Right now, David Freese appears to have a healthy handle on the starting 3B job. There’s a substatial number of free agent third baseman who are better than average players over the course of a season: Beltre (3 WAR), Troy Glaus (3 WAR), Mark DeRosa (2.5 WAR), Joe Crede (2.5 WAR). These players and many of their less valuable associates have various concerns that come with them (most often health) but David Freese isn’t a sure product either. Assuming the Cardinals acquire Matt Holliday, and I sincerely hope they do, I expect Freese to be the Cardinals starting third sacker. What should we expect from him?
Freese’s 2009 season was delayed by a foot injury but when he did return to health at Memphis, he posted a line nearly identical to the 2008 campaign. Despite my repeated protests that “I just don’t see it” when I’ve watched him live and on camera, he continues to produce. I’ve always tried to balance what the objective measures tell me with my subjective senses and Freese just happens to be one of those guys who likes to stick it to my senses.
The sunny projection from Baseball Prospectus takes his AAA numbers (good for a .380+ wOBA) and claims that Mr. Freese would have hit a .261/.327/.473 line in the majors. That’s a better line than most projections for Adrian Beltre and would equate to a .350 wOBA. It’s also a healthy bit better than average offensive production (.330 wOBA) for a player.
The less optimistic translation comes from Minor League Splits but even that comes out above average if only by a hair. A .332 wOBA from a (essentially) free player is nothing to sneeze at. The statistical consensus surely seems to be that Freese is decent bet to hold his own in the big leagues offensively.
Assuming that Freese hits the optimistic projection about 20% of the time, the moderate projection about 70% of the time and flames out 10% (.300 wOBA – i.e. Pedro Feliz), you’d wind up with a league average offensive profile. Statistically, I’m having a hard time arguing with those numbers but they don’t feel like a substantial enough risk. Even assuming a much higher downside for Freese, you’re not going to drive his numbers much further south than .315 wOBA. He’s posted very good power numbers with reasonable walk rates — it’s a classic offensive profile.
Rally’s projections regress Freese to a neutral defender at the hot corner despite posting consistently better than average numbers in the minors. The Cardinals have shown that they consider Freese’s glove at third an asset and I’d be willing to (grudgingly) assess him an above average defender. To be conservative, we’ll stick with Rally’s neutral projection.

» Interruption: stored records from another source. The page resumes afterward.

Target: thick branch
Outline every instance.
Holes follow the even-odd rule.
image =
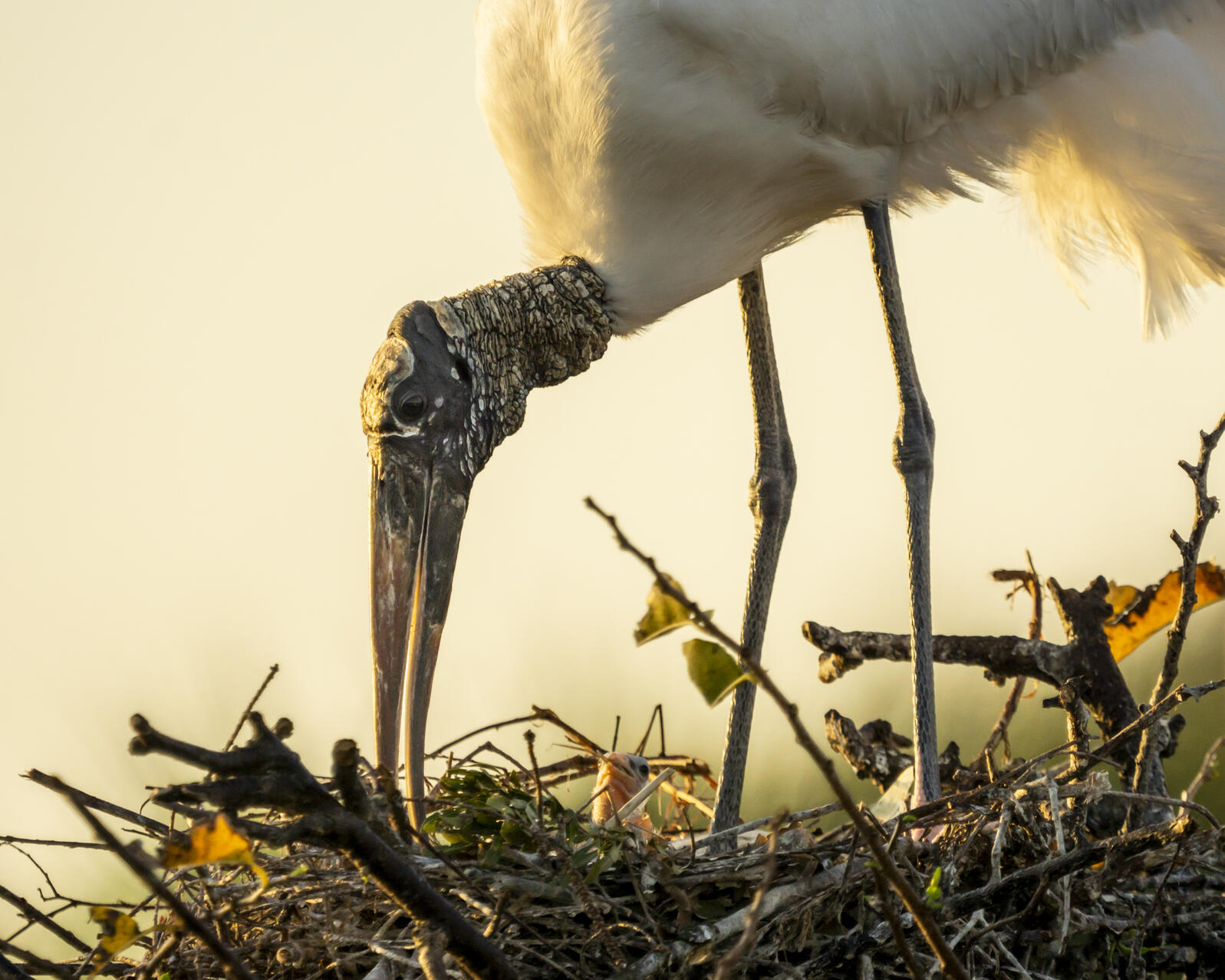
[[[1178,466],[1191,478],[1196,490],[1196,517],[1191,526],[1191,537],[1183,540],[1178,532],[1171,532],[1170,537],[1178,546],[1182,555],[1182,588],[1178,593],[1178,612],[1174,617],[1170,627],[1169,642],[1165,647],[1165,658],[1161,662],[1161,673],[1153,685],[1153,693],[1149,703],[1156,704],[1174,687],[1174,681],[1178,676],[1178,658],[1182,655],[1182,644],[1187,638],[1187,621],[1196,605],[1196,570],[1199,564],[1199,549],[1204,543],[1204,534],[1208,532],[1209,522],[1220,510],[1216,497],[1208,496],[1208,463],[1212,461],[1213,450],[1225,434],[1225,415],[1212,432],[1199,434],[1199,462],[1191,466],[1186,461],[1178,461]],[[1140,737],[1139,748],[1136,752],[1136,774],[1132,788],[1137,791],[1152,790],[1154,771],[1160,769],[1158,761],[1159,746],[1154,742],[1153,729],[1148,729]],[[1161,795],[1165,795],[1164,779],[1160,786]],[[1165,816],[1165,811],[1149,809],[1140,813],[1142,822],[1150,822]],[[1131,820],[1131,817],[1128,818]]]
[[[850,817],[851,823],[855,824],[855,828],[860,832],[860,835],[871,849],[872,856],[881,866],[882,873],[886,878],[888,878],[889,884],[898,893],[898,897],[902,899],[903,904],[905,904],[907,910],[914,916],[915,925],[919,927],[919,931],[922,932],[922,936],[931,947],[931,951],[940,959],[946,975],[953,978],[954,980],[969,980],[965,968],[962,965],[957,954],[948,947],[948,943],[944,941],[943,935],[941,935],[931,911],[898,870],[898,866],[886,850],[884,842],[881,839],[881,835],[876,833],[876,829],[871,827],[864,818],[862,813],[859,812],[859,807],[850,797],[850,793],[846,791],[846,786],[843,785],[842,779],[838,778],[838,772],[834,769],[833,760],[821,751],[821,747],[817,745],[816,740],[813,740],[807,728],[805,728],[804,723],[800,722],[800,709],[795,706],[795,703],[786,698],[778,685],[775,685],[771,679],[769,674],[762,669],[761,664],[746,657],[745,650],[736,641],[723,632],[723,630],[720,630],[710,620],[702,608],[685,594],[673,578],[659,571],[659,566],[655,565],[655,560],[653,557],[639,551],[633,543],[625,537],[615,517],[600,510],[600,507],[590,497],[587,497],[584,502],[592,511],[604,518],[605,523],[608,523],[611,528],[621,550],[628,551],[638,561],[647,566],[647,570],[654,576],[655,584],[659,587],[660,592],[685,606],[693,624],[704,633],[714,637],[724,647],[726,647],[726,649],[739,662],[740,669],[750,676],[753,684],[766,691],[775,704],[778,704],[779,709],[783,712],[783,717],[786,718],[788,724],[791,726],[791,731],[795,734],[796,741],[817,764],[817,768],[821,769],[821,774],[826,778],[826,782],[829,783],[829,788],[834,791],[834,796],[838,797],[838,802],[842,804],[846,816]]]

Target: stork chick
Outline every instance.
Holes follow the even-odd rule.
[[[600,760],[600,768],[595,774],[593,793],[598,795],[595,802],[592,804],[592,822],[604,824],[611,821],[614,815],[649,782],[650,766],[642,756],[609,752]],[[622,823],[626,827],[639,827],[643,831],[654,829],[650,816],[644,807],[646,802],[641,804]]]

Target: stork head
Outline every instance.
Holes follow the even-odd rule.
[[[434,306],[392,321],[361,390],[370,448],[370,614],[379,763],[396,772],[403,706],[413,822],[424,818],[425,717],[472,478],[488,440],[472,365]],[[407,680],[407,692],[405,692]]]

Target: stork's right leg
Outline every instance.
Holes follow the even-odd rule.
[[[884,326],[893,355],[902,407],[893,436],[893,467],[902,477],[907,500],[907,556],[910,572],[910,655],[914,693],[915,796],[914,804],[940,797],[936,747],[936,681],[931,641],[931,478],[936,426],[919,385],[919,369],[910,350],[902,283],[893,254],[889,206],[864,205],[864,222],[876,267],[876,285],[884,310]]]
[[[774,364],[774,342],[769,331],[762,267],[740,277],[740,312],[745,321],[748,349],[748,383],[753,399],[753,441],[757,457],[748,484],[748,508],[753,513],[753,552],[748,565],[748,590],[740,646],[745,655],[760,660],[774,571],[783,548],[783,533],[791,513],[795,490],[795,456],[786,434],[783,394]],[[723,750],[723,772],[714,802],[712,832],[726,831],[740,822],[740,795],[745,785],[748,729],[753,718],[757,685],[741,684],[733,695],[728,719],[728,741]]]

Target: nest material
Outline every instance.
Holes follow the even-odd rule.
[[[918,823],[876,826],[971,976],[1215,975],[1225,954],[1221,831],[1197,828],[1185,815],[1095,838],[1089,817],[1117,805],[1117,794],[1101,773],[1068,780],[1067,771],[1066,763],[1018,764]],[[341,783],[338,774],[321,785],[352,801],[354,788]],[[183,801],[216,797],[219,785],[224,780],[158,796],[198,816]],[[685,833],[665,839],[593,827],[538,790],[530,774],[466,762],[436,788],[423,849],[402,839],[394,796],[387,800],[369,773],[360,789],[369,826],[523,978],[706,978],[722,960],[730,975],[752,978],[938,974],[849,824],[780,818],[741,834],[733,851],[712,854],[718,844]],[[273,842],[303,822],[300,810],[257,816],[238,823]],[[913,842],[913,828],[924,824],[944,831],[935,843]],[[145,833],[159,843],[168,837]],[[249,870],[206,867],[169,878],[252,974],[429,975],[419,954],[429,930],[353,862],[303,843],[265,845],[255,856],[271,877],[258,894]],[[107,971],[225,975],[187,931],[153,933],[147,944],[156,965],[116,960]]]

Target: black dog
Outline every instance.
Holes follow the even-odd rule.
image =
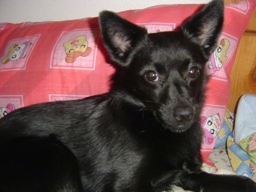
[[[103,12],[116,72],[109,93],[17,109],[0,121],[0,191],[256,191],[201,170],[205,63],[221,31],[215,0],[179,31]]]

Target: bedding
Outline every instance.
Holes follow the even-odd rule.
[[[209,163],[227,109],[228,75],[255,4],[248,0],[225,6],[223,31],[207,63],[211,77],[201,122],[205,133],[202,154]],[[149,33],[157,33],[178,29],[202,7],[159,5],[118,13]],[[107,65],[100,36],[97,18],[0,24],[0,116],[35,103],[107,92],[114,69]]]
[[[256,95],[246,94],[239,100],[233,132],[227,150],[233,170],[256,181]]]

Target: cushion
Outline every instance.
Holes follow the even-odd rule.
[[[227,149],[234,170],[256,181],[256,95],[243,95],[238,103]]]
[[[202,156],[214,146],[229,97],[228,74],[255,1],[225,7],[223,31],[207,65],[211,78],[202,114]],[[172,31],[203,7],[159,5],[118,13],[148,33]],[[58,100],[76,99],[109,90],[113,72],[100,39],[98,19],[0,24],[0,111]]]

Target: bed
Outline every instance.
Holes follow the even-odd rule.
[[[208,70],[212,77],[202,115],[202,125],[212,118],[220,125],[214,127],[218,131],[214,136],[207,134],[209,130],[202,125],[205,133],[203,168],[255,179],[254,151],[241,146],[244,138],[236,142],[234,129],[239,129],[235,127],[239,125],[236,119],[243,120],[239,116],[248,109],[244,103],[248,103],[248,99],[253,103],[256,95],[256,2],[225,3],[225,26],[218,42],[225,50],[224,60],[209,61]],[[173,30],[201,8],[198,4],[159,5],[118,13],[144,26],[149,33],[157,33]],[[77,99],[109,89],[109,76],[114,69],[106,65],[109,61],[100,38],[97,18],[1,23],[0,37],[0,118],[28,105]],[[77,42],[84,46],[71,52]],[[236,119],[236,113],[239,115]],[[256,124],[254,127],[256,132]],[[253,138],[254,131],[246,136]],[[237,155],[241,152],[245,156]]]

Putting it together: Offense + Defense + Position + Replacement = 0 + 0 + 2.5 + 20 = 22.5 runs above replacement
The gains between David Freese and any of the 3B free agents seems to be marginal at best. The incremental cost associated with these players is going to be very high. Of the list above, Mark DeRosa makes an immense amount of sense for the Cardinals as someone who offers a failsafe at multiple positions. The wrist injury is a concern and his cost may be prohibitive but he represents a decreased opportunity cost relative to players that are restricted to third base.
Maybe this is a dose of cold water for those clamoring to sign Beltre should Holliday find greener (or more expensive) pastures. Beltre is likely to sign for upwards of 3 years and $25M. His production indicates that he’s worth that in a vaccuum but for the Cardinals, well, not so much. You’d basically be gaining 1 WAR at a $8M cost beyond what Freese would produce for you. Downgrading the projection for Freese and you could get the incremental gains to be at the market rate ($4-$5M per win) around 2 WAR but that may restrict the Cardinals from making additions in other areas where they have a lower baseline to work from (5th starter, LF).
I’m not a David Freese advocate. Never have been and until he produces in the majors, I’m probably going to stubbornly stick with my gut. It’s important to remember that most aging studies presume that Freese is at his peak now so he’s a reasonable bet for the next 3-4 years to hold par but not really see any major improvements. That said, I can’t construct a reasonable argument* for the Cardinals to spend big on 3B given the baseline above. David Freese, regardless of the Holliday signing/non-signing, should play 3B for the Cardinals.
*Unreasonable argument: I don’t want to see the gifs/jpegs that come from having a Mr. Freese on the team.